When their daughter was in high school and fell in love with her best friend? She couldn’t tell them. Three and a half years later, when that best friend broke her heart? She couldn’t tell them. Instead, she kept it all locked inside. Now, it’s not that she was ashamed of herself or who she loved, she wasn’t. But she was absolutely terrified that the family she loved so much might not accept her. So, she never told them. That oh-so-important piece of her life, of her, she never showed them. And now, when their daughter is four months away from her college graduation, there is still a part of her that they don’t know.
My mother and I got in an argument over gay marriage while I was home for Christmas break. Things were said that hurt me, that made me bitter against not only her, but the church. I kept wondering, would she have said those horrible things to me had she known that she was talking about her daughter? Or does she suspect and was that her attempt to “scare” it out of me? I don’t know. But it hurt. It hurt and I was bitter.

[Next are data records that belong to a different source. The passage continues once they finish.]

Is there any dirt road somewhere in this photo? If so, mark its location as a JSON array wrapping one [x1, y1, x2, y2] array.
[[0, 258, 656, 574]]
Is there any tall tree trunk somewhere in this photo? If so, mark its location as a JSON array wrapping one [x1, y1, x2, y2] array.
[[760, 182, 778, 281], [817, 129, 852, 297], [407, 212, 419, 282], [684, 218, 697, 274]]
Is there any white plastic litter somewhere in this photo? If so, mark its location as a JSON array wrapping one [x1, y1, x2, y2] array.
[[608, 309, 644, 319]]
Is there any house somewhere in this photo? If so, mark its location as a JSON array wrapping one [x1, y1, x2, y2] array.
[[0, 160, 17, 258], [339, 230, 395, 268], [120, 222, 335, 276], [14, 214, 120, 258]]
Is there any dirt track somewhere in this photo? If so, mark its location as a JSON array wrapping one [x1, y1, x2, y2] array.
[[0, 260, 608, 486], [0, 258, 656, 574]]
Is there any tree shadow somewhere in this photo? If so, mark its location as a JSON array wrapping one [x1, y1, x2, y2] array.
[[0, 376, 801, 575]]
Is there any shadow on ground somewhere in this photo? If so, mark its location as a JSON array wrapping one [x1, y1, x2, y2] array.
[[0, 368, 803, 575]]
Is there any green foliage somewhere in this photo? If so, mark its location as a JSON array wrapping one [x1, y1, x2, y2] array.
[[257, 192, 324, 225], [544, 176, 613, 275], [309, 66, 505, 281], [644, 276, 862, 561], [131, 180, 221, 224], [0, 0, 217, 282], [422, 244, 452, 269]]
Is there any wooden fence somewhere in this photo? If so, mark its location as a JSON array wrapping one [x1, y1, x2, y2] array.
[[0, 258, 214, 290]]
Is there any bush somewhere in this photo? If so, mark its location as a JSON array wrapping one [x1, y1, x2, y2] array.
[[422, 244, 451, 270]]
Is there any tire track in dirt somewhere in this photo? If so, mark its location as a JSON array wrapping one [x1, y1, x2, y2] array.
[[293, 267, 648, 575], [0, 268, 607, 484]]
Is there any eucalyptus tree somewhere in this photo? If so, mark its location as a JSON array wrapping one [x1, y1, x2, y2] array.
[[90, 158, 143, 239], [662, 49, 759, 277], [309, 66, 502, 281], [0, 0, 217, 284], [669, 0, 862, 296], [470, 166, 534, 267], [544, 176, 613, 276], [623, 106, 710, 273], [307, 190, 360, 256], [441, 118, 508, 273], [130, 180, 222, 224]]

I went for a run. It was cold, raining, and I was crying. My mind was running even faster than I was (not hard to do) – she was close-minded and intolerant, I would never be able to tell them, my mother wouldn’t want me to raise children, and the family I loved might cease to include me. A couple hours later, I returned home. I was on time for dinner, the whole family had managed to be present for this meal (a true feat in our home), and Mom and I acted like nothing ever happened. I was home for one more week and the argument was never mentioned. I went back to school, cried to a couple of my best friends about the incident, and moved on.
Then, two nights ago, I almost died. Driving down a dark, two-lane road on a Friday night, I saw lights in the distance. The truck was flying straight towards me and was in my lane. The road was wet and he wasn’t moving. He never slowed down and never got back into his lane. At the last second, I ran off the road and into a nearby field. The truck never stopped. I was terrified. Those ten seconds had seemed like a lifetime. For a moment, I honestly thought that I was about to meet my Savior. But my life had been spared. I was alive and I wanted to talk to my mom.
She was the first and only person that I called. I hated the thought of what had been our last real conversation. Regardless of who I am or who she knows me to be, I know she loves me. And, in that moment, I just wanted her to know that I loved her too.
Life is hard. Life in the “closet” is even harder. In the future, I will fight with my parents. I will disagree with them. I will fall in love again and I will have a family. I dread the idea of “coming out” to my parents and I fear what impact it will have on our relationship. But regardless of how they react, how hurt I am, or how bitter I may become, I have to remember that we love one another.
The book of Proverbs says it best: “Boast not thyself of tomorrow, for thou knowest not what a day may bring forth.” I don’t know what lies ahead. But I do know that when I take my last breath (be it closeted or not), I want my parents to know I loved them.